= Malcolm Bosse =

American novelist

Malcolm Joseph Bosse (May 6, 1926 - May 3, 2002) was an American author of both young adult and adult novels. His novels are often set in Asia, and have been praised for their cultural and historical information relating to the character's adventures. Bosse mostly wrote historical fiction novels after the publication of The Warlord, which became a best-seller. The Warlord was set in China in the 1920s. He also won the Deutscher Jugendliteraturpreis in 1983.

Bosse was born in Detroit, Michigan and died in New York City. He is a graduate of Yale University and served in the U.S. Navy. Bosse was also an English teacher in City College of New York in Manhattan.

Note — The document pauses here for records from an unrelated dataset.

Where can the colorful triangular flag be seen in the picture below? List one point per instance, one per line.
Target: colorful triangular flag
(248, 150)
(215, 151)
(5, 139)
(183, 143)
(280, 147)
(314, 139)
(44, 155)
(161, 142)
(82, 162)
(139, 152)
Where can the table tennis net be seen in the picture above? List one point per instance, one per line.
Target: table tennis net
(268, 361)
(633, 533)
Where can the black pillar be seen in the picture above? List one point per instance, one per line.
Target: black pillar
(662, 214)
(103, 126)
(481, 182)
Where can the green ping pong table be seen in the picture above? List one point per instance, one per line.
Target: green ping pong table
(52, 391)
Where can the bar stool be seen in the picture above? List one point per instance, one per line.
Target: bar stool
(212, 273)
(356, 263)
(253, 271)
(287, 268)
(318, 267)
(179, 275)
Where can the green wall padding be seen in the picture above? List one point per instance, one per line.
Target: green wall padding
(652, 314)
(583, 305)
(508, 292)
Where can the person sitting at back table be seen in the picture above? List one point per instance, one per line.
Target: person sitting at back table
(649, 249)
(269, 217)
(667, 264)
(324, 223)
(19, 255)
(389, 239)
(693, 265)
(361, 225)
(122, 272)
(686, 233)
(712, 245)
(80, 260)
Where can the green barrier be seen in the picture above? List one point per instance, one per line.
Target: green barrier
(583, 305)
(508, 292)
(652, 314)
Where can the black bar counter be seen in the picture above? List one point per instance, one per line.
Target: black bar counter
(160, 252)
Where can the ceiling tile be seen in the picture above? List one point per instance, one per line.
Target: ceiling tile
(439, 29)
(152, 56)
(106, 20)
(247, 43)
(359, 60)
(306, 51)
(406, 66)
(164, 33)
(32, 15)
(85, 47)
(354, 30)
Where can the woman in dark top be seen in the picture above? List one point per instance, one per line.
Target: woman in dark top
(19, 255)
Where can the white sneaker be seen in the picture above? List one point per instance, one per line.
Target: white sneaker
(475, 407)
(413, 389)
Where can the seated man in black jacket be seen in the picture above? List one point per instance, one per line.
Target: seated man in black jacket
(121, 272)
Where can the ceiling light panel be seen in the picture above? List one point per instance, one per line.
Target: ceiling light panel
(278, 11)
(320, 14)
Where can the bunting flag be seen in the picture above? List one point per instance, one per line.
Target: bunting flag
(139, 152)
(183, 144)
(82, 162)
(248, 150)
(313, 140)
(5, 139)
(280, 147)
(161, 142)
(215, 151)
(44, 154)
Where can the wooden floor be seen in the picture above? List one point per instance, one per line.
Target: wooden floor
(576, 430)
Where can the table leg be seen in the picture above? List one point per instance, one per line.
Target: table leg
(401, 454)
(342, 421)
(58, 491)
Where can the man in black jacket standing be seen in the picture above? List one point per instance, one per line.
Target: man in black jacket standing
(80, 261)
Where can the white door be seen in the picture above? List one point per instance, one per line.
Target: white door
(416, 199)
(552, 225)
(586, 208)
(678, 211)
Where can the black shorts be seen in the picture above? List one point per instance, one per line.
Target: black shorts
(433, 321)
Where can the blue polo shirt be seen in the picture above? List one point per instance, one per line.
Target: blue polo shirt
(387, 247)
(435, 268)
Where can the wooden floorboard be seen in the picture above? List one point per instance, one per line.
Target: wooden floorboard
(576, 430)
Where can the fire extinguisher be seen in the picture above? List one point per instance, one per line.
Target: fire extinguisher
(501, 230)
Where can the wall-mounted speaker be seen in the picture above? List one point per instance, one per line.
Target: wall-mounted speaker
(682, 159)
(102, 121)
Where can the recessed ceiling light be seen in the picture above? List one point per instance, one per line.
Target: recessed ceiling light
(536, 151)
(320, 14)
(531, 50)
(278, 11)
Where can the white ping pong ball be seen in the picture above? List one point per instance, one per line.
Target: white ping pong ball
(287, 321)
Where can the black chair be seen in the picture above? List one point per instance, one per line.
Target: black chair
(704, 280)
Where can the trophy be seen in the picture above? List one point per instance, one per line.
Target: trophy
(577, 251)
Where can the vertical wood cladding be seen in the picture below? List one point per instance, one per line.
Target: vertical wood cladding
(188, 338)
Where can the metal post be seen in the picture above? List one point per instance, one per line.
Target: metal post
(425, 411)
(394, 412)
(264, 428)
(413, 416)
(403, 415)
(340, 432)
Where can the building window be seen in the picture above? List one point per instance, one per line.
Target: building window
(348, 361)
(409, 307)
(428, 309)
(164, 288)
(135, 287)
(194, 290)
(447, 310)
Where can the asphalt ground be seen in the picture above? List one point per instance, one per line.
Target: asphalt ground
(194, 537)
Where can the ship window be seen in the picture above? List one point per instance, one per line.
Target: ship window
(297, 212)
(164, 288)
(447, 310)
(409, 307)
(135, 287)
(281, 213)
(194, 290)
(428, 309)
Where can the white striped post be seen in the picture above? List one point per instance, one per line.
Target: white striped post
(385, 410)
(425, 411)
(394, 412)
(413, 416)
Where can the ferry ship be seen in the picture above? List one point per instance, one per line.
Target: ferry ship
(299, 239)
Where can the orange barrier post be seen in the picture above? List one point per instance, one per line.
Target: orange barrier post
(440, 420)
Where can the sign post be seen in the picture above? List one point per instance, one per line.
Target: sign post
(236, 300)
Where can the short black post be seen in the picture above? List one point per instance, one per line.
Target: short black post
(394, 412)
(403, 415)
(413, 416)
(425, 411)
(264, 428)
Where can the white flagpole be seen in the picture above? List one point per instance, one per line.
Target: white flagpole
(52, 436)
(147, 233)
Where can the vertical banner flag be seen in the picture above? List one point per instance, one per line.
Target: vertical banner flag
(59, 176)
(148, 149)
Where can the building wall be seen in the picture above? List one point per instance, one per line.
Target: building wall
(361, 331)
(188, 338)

His novel Ganesh was adapted into the Canadian drama film Ordinary Magic in 1993.

==Bibliography==
- Journey of Tao Kim Nam, 1959
- The Incident at Naha, 1972
- The Man Who Loved Zoos, 1974
- (Co-editor) The Flowering of the Novel, 1975
- The Seventy-nine Squares. New York: Thomas Y. Crowell. 1979. ISBN 0-690-03999-9.
- Cave beyond Time, (young adult) 1980
- Ganesh (young adult), 1981, reprinted under title Ordinary Magic, 1993
- The Barracuda Gang (young adult), New York: Dutton: Lodestar Books: 1982. ISBN 0-525-66737-7.
- The Warlord: A Novel. New York: Simon And Schuster. 1983. ISBN 0-671-44332-1
- Fire in Heaven New York: Simon and Schuster. 1985 ISBN 0-671-47080-9.
- Captives of Time, (young adult). New York: Delacorte Press: 1987. ISBN 0-385-29583-9.
- Stranger at the Gate, 1989
- Mister Touch, 1991
- The Vast Memory of Love, New York: Ticknor & Fields: 1992. ISBN 0-395-62943-8.